6. Don’t fill the room with those bizarre high chairs. Having stools at the bar is one thing, but to fill the rest of the pub with towering chairs that leave your legs dangling like a schoolboy in the headmaster’s office is simply not on. Many landlords, especially those in cities, have convinced themselves that they must cater for the potential arrival of a Brobdingnagian stag party. Why?

7. Don’t fetishise the handled glass and its quaint dimples. It’s neither new technology or a true reflection of tradition. Your simple and straight pint glass doesn’t feel any need to glance at itself in the mirror.

8. Don’t allow tables to be reserved. The pub should be a free-for-all, of shoulders rubbing with shoulders as patrons come and go. If ‘Suzi’ or ‘Xander’ has chosen to arrive with five acolytes at 7.30pm, who is to stop them? But the idea that they can oust others from their pre-appointed ‘area’ is perverse.

9. Don’t upgrade your toilets. The gents in a pub is a strange, almost sacred space (I draw a blank on the ladies). It should achieve only the simplest of objectives. If it’s an Edwardian masterpiece of civic pride, all to the good. But if it’s a wall of sheet metal, it’s still a keeper.
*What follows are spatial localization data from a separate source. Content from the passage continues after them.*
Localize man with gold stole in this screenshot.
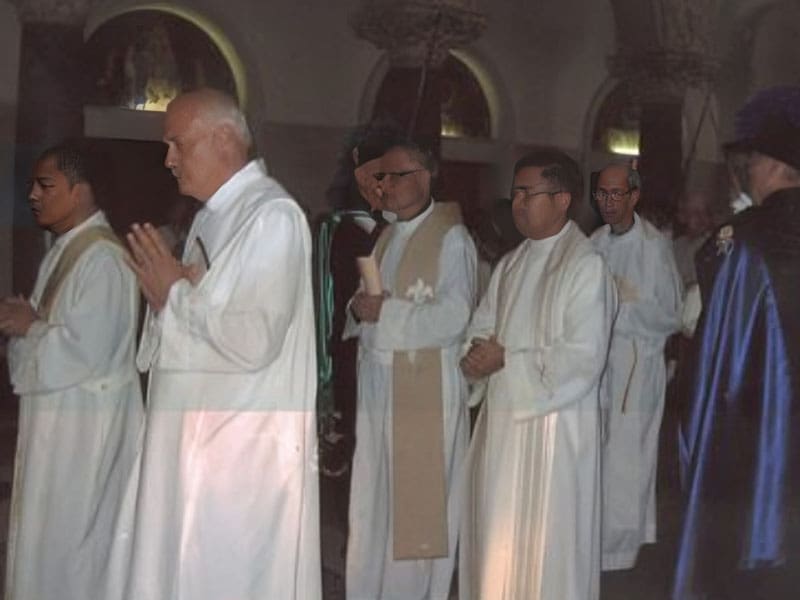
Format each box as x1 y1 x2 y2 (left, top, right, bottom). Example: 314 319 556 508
1 142 142 600
460 149 616 600
344 139 477 600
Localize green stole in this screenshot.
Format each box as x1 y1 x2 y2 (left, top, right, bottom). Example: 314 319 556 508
37 225 123 319
372 201 462 559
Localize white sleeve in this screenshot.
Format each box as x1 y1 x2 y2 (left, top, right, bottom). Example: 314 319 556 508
615 239 684 344
464 260 501 349
370 226 477 351
462 264 502 406
503 254 617 420
156 201 309 373
8 245 137 395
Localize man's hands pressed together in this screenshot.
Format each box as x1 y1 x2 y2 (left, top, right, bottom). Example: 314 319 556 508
127 223 200 311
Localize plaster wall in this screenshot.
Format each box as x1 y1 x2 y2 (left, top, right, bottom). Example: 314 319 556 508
471 0 615 153
0 1 20 298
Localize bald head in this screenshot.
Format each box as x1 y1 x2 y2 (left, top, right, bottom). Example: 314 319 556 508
163 88 252 201
171 89 252 149
595 162 640 233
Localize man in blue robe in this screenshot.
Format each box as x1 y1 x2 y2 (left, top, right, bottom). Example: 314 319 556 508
673 85 800 599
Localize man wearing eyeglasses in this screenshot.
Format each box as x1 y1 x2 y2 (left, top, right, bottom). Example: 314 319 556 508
343 140 477 599
459 149 616 600
590 162 683 571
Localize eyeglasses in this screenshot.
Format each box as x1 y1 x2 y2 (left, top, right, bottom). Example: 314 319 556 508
593 189 632 202
510 187 563 201
373 169 427 183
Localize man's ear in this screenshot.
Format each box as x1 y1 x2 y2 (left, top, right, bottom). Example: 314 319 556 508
70 181 93 207
212 123 228 145
213 123 239 150
557 192 572 212
630 188 641 208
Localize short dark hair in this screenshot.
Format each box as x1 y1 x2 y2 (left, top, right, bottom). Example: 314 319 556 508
600 160 641 190
38 141 93 188
513 149 583 200
386 137 438 176
350 119 406 166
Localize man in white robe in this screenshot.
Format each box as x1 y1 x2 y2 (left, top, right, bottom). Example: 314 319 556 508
590 162 683 570
1 143 143 600
125 89 320 600
344 141 477 600
460 149 616 600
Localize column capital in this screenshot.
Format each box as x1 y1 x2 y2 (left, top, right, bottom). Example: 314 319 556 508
609 50 718 102
350 0 487 68
609 0 720 100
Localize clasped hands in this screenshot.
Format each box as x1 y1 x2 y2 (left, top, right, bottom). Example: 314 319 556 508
460 336 505 379
0 295 38 337
126 223 201 312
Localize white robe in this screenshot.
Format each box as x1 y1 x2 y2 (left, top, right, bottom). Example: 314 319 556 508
127 161 321 600
591 214 683 570
344 202 477 600
5 211 143 600
460 221 616 600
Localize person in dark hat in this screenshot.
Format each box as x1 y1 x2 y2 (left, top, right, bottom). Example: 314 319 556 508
672 85 800 600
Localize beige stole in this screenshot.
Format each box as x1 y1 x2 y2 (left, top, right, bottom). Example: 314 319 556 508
372 201 462 559
37 226 123 319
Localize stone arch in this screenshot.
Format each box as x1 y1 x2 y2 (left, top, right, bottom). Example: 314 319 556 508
85 3 251 111
448 48 513 142
357 48 511 142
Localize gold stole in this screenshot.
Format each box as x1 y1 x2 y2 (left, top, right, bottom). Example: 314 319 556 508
373 202 462 559
37 226 123 319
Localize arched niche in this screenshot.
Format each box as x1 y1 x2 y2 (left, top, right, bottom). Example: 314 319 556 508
359 50 504 142
590 80 641 158
84 11 237 112
85 4 247 110
83 4 250 142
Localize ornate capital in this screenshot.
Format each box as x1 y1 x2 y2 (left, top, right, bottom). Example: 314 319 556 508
350 0 487 68
609 50 718 102
10 0 97 25
609 0 720 100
Leave it – and its eye-opening chalkboard – be. If you want to spend some money on the pub, fix the bar billiards table, triple the quiz night kitty, or build a bespoke Aunt Sally venue.

10. Don’t plaster the walls with TVs. The last thing the pub-goer needs is a mural of rolling news. Yes, turn the TV on for sports of national significance, and perhaps the odd coronation, but spare your drinkers a visual bombardment. (I can forgive the dedicated sports pub, where TVs are part of their raison d’etre.)

Of our 50,000 pubs in the UK, every now and then I stumble across one that satisfies these rules with ease. But with 20 pubs closing each week, and new ventures finding it impossible (and illegal?) to take the minimalist approach, that search is becoming harder.

This all matters: the relentless closure of post offices, the steady diminution of church congregations, and the gradual disappearance of village halls make the pub the true social hub of the community. But as well as bringing people together, the pub should be an escape, abetted by alcohol, from present-day bothers. Part of that escape is secured by drink, part by the solace of the past. One final rule, then: a pub that looks to the future is a pub that has lost its way. With this I hope George would agree.